A continual debate in the impact assessment planning sessions was whether to use a control group or not. In the event, we used a control group in four cases, and went without one in another four, relying instead on qualitative information to help us establish attribution.

So how did we make this decision? We took a few factors into account:

  • How reliable is qualitative information? We tried to think about how useful qualitative information would be in showing us the key links in the causal chain. If a farmer could be expected to give a fair judgement on causality, we relied on qualitative information rather than a control group.
  • How good is the existing evidence base? Where there was an existing large evidence base, we tried to rely on that rather than use a control group. In practice unfortunately, we did not find any cases where there was already strong secondary evidence.
  • How much time and money did we have available? Control groups immediately double the sample size, cost of data collection, and complexity of analysis. Given the time constraints (discussed below) we had to prioritise.
  • Can a control group be found? We worked in a very diverse country, making finding an appropriate control group for any intervention extremely challenging.
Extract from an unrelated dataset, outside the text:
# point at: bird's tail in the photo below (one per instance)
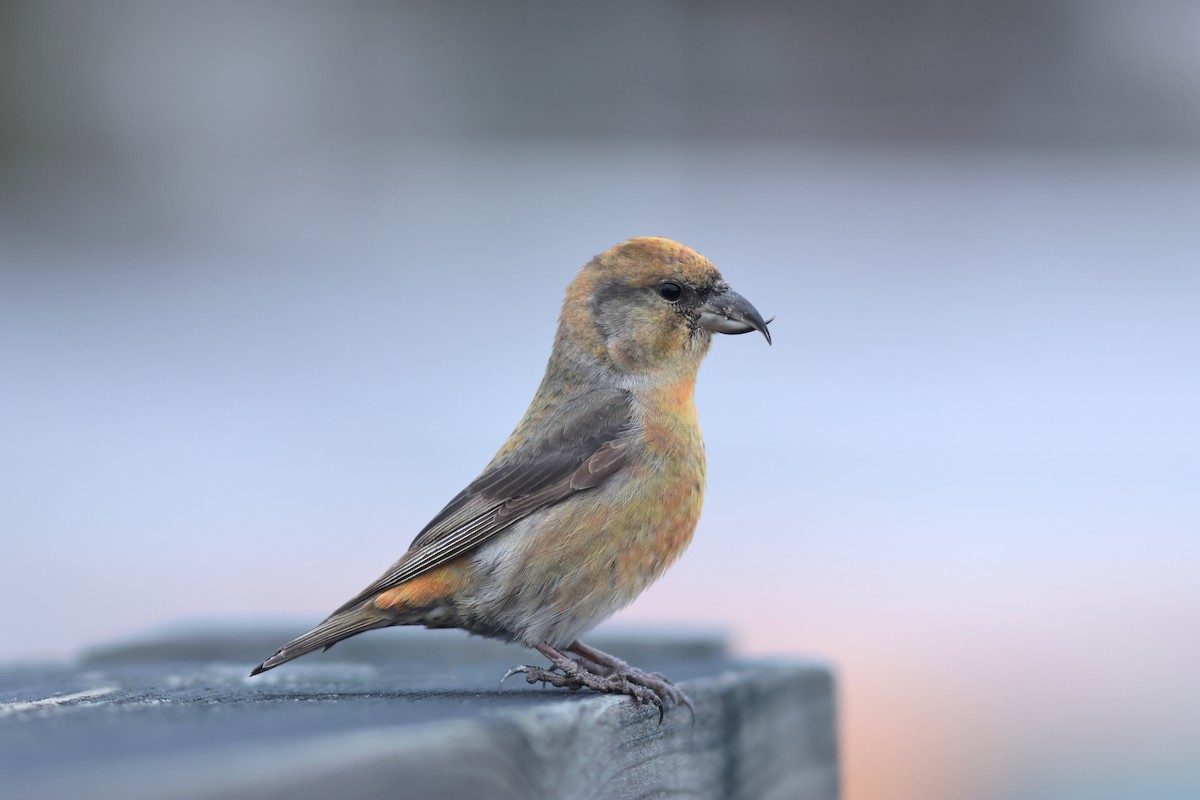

One continually challenging element in the analysis was the differences in baseline results between the control group and the treatment group. This reflected the fact that our control groups were imperfect – we were not able to find sufficiently similar farmers. It was challenging, however, to draw the line between groups that were so dissimilar that they could not be analysed, and those that were slightly different but still allowed for meaningful analysis.

Lesson four: Take your time!

There’s an old joke that you can have quick food, cheap food, or good food – but you can only pick two out of the three options.

Impact assessments are the same. You can have good impact assessments, quick ones, or cheap ones – but it is very difficult to get all three. If you’re trying to collect and analyse data quickly, you can pay a much higher price for the data collection. Moreover, having limited time to understand the intervention, design questionnaires and do your analysis increases the risk that you miss out an important factor, lowering the quality and potentially meaning you need to collect data all over again.

With a strict reporting deadline, we conducted the study design and data collection quickly, and analysis was rapid and focused. More time would have improved the quality of the impact assessment, and the usefulness of the conclusions. Fortunately, it is not too late – now the data is collected, more analysis can be done by the programme team at leisure.

Conclusions

Strong impact assessments are an essential tool for learning about the changes that a programme creates. Done badly, however, they can be a spectacular waste of money and management time. If you really understand your programme, are realistic about what you might achieve, think carefully about control groups, and leave plenty of time, then you should be in a good position to conduct strong impact assessments.